Another theory describes the invasion as the result of Ugandan troops chasing mutineers over the Tanzanian border. There are several different variations of this account, which were mostly circulated by non-Ugandan sources. Ugandan diplomat Paul Eitang and the local managing director for Royal Dutch Shell reported that soldiers of the Simba Battalion had shot new Sudanese recruits and that when other Ugandan forces were sent to contain them, they fled over the border on 30 October. The New York Times reporter John Darnton pieced together several refugee accounts which suggested that Amin had possibly planned an invasion of Tanzania to purge followers of Adrisi from the military.

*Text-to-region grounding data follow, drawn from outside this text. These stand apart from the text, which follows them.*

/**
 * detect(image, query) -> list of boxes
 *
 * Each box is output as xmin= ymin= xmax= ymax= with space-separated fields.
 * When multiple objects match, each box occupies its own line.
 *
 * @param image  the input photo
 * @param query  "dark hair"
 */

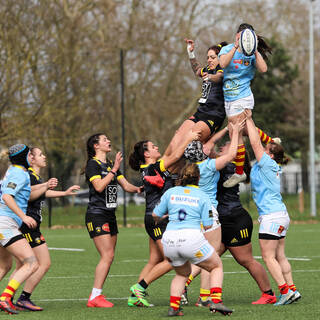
xmin=129 ymin=140 xmax=149 ymax=171
xmin=82 ymin=133 xmax=104 ymax=174
xmin=177 ymin=162 xmax=200 ymax=187
xmin=208 ymin=41 xmax=228 ymax=55
xmin=268 ymin=143 xmax=289 ymax=165
xmin=237 ymin=23 xmax=272 ymax=61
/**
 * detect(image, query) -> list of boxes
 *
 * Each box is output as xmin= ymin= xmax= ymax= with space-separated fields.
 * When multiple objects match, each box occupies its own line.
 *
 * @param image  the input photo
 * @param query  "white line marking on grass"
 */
xmin=36 ymin=297 xmax=128 ymax=302
xmin=224 ymin=254 xmax=311 ymax=261
xmin=48 ymin=247 xmax=85 ymax=252
xmin=121 ymin=259 xmax=148 ymax=263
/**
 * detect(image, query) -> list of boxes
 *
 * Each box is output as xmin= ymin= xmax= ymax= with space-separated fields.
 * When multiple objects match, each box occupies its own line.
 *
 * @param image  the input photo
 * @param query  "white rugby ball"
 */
xmin=239 ymin=28 xmax=257 ymax=56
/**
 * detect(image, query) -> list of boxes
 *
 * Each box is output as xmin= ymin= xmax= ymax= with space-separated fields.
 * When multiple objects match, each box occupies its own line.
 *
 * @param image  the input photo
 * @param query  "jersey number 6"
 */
xmin=178 ymin=209 xmax=187 ymax=221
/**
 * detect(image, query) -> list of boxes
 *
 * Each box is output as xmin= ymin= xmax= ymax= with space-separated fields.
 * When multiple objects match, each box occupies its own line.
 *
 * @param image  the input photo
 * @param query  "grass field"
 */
xmin=1 ymin=223 xmax=319 ymax=319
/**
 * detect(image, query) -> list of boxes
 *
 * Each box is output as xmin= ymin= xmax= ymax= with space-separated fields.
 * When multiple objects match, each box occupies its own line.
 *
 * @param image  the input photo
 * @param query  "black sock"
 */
xmin=138 ymin=279 xmax=148 ymax=290
xmin=264 ymin=289 xmax=274 ymax=296
xmin=20 ymin=291 xmax=32 ymax=300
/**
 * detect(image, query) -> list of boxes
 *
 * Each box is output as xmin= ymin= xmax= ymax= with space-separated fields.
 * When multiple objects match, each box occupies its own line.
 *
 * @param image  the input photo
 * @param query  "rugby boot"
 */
xmin=195 ymin=296 xmax=214 ymax=307
xmin=87 ymin=294 xmax=114 ymax=308
xmin=128 ymin=295 xmax=144 ymax=307
xmin=180 ymin=286 xmax=188 ymax=305
xmin=285 ymin=290 xmax=301 ymax=304
xmin=274 ymin=289 xmax=295 ymax=306
xmin=130 ymin=284 xmax=153 ymax=307
xmin=223 ymin=172 xmax=246 ymax=188
xmin=0 ymin=298 xmax=19 ymax=314
xmin=209 ymin=302 xmax=233 ymax=315
xmin=252 ymin=292 xmax=276 ymax=304
xmin=16 ymin=297 xmax=43 ymax=311
xmin=168 ymin=307 xmax=184 ymax=316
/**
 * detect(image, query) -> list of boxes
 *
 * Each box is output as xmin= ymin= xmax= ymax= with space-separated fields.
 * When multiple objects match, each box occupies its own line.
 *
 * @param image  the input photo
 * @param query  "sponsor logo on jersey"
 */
xmin=7 ymin=182 xmax=17 ymax=189
xmin=230 ymin=238 xmax=238 ymax=244
xmin=102 ymin=223 xmax=110 ymax=232
xmin=170 ymin=195 xmax=199 ymax=207
xmin=233 ymin=59 xmax=243 ymax=64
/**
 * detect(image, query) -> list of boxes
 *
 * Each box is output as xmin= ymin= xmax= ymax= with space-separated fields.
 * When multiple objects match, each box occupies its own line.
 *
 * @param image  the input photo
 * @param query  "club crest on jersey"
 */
xmin=244 ymin=59 xmax=250 ymax=66
xmin=96 ymin=227 xmax=101 ymax=233
xmin=7 ymin=182 xmax=17 ymax=189
xmin=35 ymin=237 xmax=41 ymax=244
xmin=102 ymin=223 xmax=110 ymax=232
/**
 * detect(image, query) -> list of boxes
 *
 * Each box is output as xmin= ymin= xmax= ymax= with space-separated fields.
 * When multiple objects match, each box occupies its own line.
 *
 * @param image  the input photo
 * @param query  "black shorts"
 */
xmin=85 ymin=210 xmax=118 ymax=238
xmin=219 ymin=207 xmax=253 ymax=247
xmin=189 ymin=110 xmax=224 ymax=135
xmin=20 ymin=223 xmax=46 ymax=249
xmin=144 ymin=215 xmax=168 ymax=241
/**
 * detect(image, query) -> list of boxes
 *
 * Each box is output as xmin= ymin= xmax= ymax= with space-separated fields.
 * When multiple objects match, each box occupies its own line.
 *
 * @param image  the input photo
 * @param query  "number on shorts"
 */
xmin=178 ymin=209 xmax=187 ymax=221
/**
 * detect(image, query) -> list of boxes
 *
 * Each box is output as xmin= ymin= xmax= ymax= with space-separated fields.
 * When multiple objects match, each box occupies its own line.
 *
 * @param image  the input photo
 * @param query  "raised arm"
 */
xmin=91 ymin=152 xmax=122 ymax=193
xmin=202 ymin=126 xmax=229 ymax=155
xmin=255 ymin=51 xmax=267 ymax=73
xmin=245 ymin=111 xmax=264 ymax=161
xmin=219 ymin=35 xmax=239 ymax=69
xmin=185 ymin=38 xmax=202 ymax=77
xmin=118 ymin=177 xmax=142 ymax=193
xmin=215 ymin=122 xmax=241 ymax=170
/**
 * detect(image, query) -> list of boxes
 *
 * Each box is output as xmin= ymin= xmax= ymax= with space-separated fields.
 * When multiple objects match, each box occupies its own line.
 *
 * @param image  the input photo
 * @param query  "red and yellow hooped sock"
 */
xmin=185 ymin=274 xmax=193 ymax=287
xmin=235 ymin=144 xmax=245 ymax=175
xmin=170 ymin=296 xmax=181 ymax=310
xmin=257 ymin=128 xmax=273 ymax=144
xmin=200 ymin=288 xmax=210 ymax=301
xmin=0 ymin=279 xmax=20 ymax=301
xmin=210 ymin=287 xmax=222 ymax=304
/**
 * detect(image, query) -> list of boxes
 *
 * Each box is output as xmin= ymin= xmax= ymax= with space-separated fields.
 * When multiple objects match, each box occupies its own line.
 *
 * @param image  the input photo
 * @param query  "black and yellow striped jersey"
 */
xmin=85 ymin=158 xmax=123 ymax=213
xmin=27 ymin=168 xmax=45 ymax=223
xmin=198 ymin=65 xmax=225 ymax=120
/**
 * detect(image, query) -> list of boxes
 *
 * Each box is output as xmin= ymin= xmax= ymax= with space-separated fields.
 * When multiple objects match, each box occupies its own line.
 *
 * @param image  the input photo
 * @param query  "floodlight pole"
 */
xmin=309 ymin=0 xmax=316 ymax=217
xmin=120 ymin=49 xmax=127 ymax=226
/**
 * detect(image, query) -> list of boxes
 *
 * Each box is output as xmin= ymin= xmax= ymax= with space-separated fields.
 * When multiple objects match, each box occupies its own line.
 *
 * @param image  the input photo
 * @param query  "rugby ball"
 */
xmin=239 ymin=28 xmax=257 ymax=56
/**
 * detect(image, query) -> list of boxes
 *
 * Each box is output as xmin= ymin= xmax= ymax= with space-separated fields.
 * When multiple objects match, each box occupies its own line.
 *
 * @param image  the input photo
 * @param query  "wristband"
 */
xmin=187 ymin=44 xmax=195 ymax=59
xmin=109 ymin=170 xmax=116 ymax=175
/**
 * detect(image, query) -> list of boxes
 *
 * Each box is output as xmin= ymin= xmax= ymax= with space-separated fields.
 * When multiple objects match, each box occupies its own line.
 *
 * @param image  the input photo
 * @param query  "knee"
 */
xmin=1 ymin=261 xmax=13 ymax=274
xmin=41 ymin=259 xmax=51 ymax=273
xmin=101 ymin=251 xmax=115 ymax=263
xmin=23 ymin=256 xmax=39 ymax=273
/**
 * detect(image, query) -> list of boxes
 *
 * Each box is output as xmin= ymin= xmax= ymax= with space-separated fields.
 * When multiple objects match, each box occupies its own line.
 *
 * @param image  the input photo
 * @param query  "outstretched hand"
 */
xmin=184 ymin=38 xmax=194 ymax=51
xmin=113 ymin=152 xmax=123 ymax=172
xmin=65 ymin=185 xmax=81 ymax=195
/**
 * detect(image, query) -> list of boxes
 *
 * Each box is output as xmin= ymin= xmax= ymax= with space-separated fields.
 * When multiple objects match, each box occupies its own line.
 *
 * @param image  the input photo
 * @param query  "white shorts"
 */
xmin=225 ymin=94 xmax=254 ymax=117
xmin=258 ymin=211 xmax=290 ymax=238
xmin=0 ymin=216 xmax=22 ymax=247
xmin=161 ymin=229 xmax=214 ymax=267
xmin=201 ymin=206 xmax=221 ymax=232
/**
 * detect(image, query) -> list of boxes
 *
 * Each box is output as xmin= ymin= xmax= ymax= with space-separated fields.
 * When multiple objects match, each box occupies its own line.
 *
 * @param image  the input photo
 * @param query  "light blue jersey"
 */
xmin=218 ymin=44 xmax=256 ymax=102
xmin=197 ymin=159 xmax=220 ymax=208
xmin=250 ymin=153 xmax=286 ymax=216
xmin=0 ymin=165 xmax=31 ymax=226
xmin=153 ymin=185 xmax=213 ymax=231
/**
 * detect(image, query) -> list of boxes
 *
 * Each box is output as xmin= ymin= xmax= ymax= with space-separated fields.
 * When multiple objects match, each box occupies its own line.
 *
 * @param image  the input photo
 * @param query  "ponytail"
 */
xmin=237 ymin=23 xmax=272 ymax=61
xmin=208 ymin=41 xmax=228 ymax=55
xmin=81 ymin=133 xmax=103 ymax=174
xmin=129 ymin=140 xmax=149 ymax=171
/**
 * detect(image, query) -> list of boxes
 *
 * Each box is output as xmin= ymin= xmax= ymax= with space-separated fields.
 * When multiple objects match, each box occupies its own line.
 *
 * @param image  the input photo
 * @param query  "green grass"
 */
xmin=41 ymin=192 xmax=320 ymax=229
xmin=1 ymin=224 xmax=319 ymax=319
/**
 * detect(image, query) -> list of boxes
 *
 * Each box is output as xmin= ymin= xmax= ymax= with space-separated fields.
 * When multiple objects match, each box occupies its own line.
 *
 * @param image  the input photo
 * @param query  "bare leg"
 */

According to this version of events, the invasion was intended as a suicide mission, and any returning troops would be killed upon re-entering Uganda. When Simba Battalion deputy commander Lieutenant Colonel Juma Adek was ordered to prepare for the invasion, he suspected the President's plan and mutinied with some of his troops, attacking Sudanese members of the Simba Battalion.
Other versions attribute the mutinies to elements of the Chui Battalion or the Suicide Battalion. Soviet ambassador to Uganda E.V. Moussikyo claimed that pro-Amin and pro-Adrisi elements of the Simba Battalion and Chui Battalion had fought each other. Amin sent SRB agents to suppress the unrest among the Chui Battalion, only for them to be murdered, whereupon the President attempted to send the Chui Battalion mutineers to crush the Simba Battalion mutineers. However, the two groups banded together, and then fought against the Malire Regiment. Moussikyo stated that this version of the events was relayed to him by Soviet military advisers in Mbarara. Ugandan historian Phares Mukasa Mutibwa argued that the Simba Battalion initially mutinied under the influence of officers who wanted to restore a civilian government. When Amin sent the Chui Battalion to crush the rebellion, the unit joined the mutineers. He then ordered the Marine Regiment and new recruits to crush the uprising, but they failed. Political scientist Okon Eminue stated that about 200 mutineers "reportedly" took refuge in the Kagera Salient. According to this version of events, Amin ordered the Simba Battalion and the Suicide Battalion to pursue the deserters, resulting in the invasion of Tanzania. A Ugandan soldier interviewed by Drum asserted that the initial actions of the invasion were in fact a three-way fight between loyalist Uganda Army soldiers, Ugandan deserters, and Tanzanian border guards, with most of the deserters and a number of Tanzanians being killed. A few surviving mutineers reportedly found shelter in Tanzanian villages. Researchers Andrew Mambo and Julian Schofield discounted this theory, noting that the battalions that are said to have mutinied remained relatively loyal to Amin's cause throughout the war, and instead supported the notion that Butabika escalated a dispute at the border into an invasion.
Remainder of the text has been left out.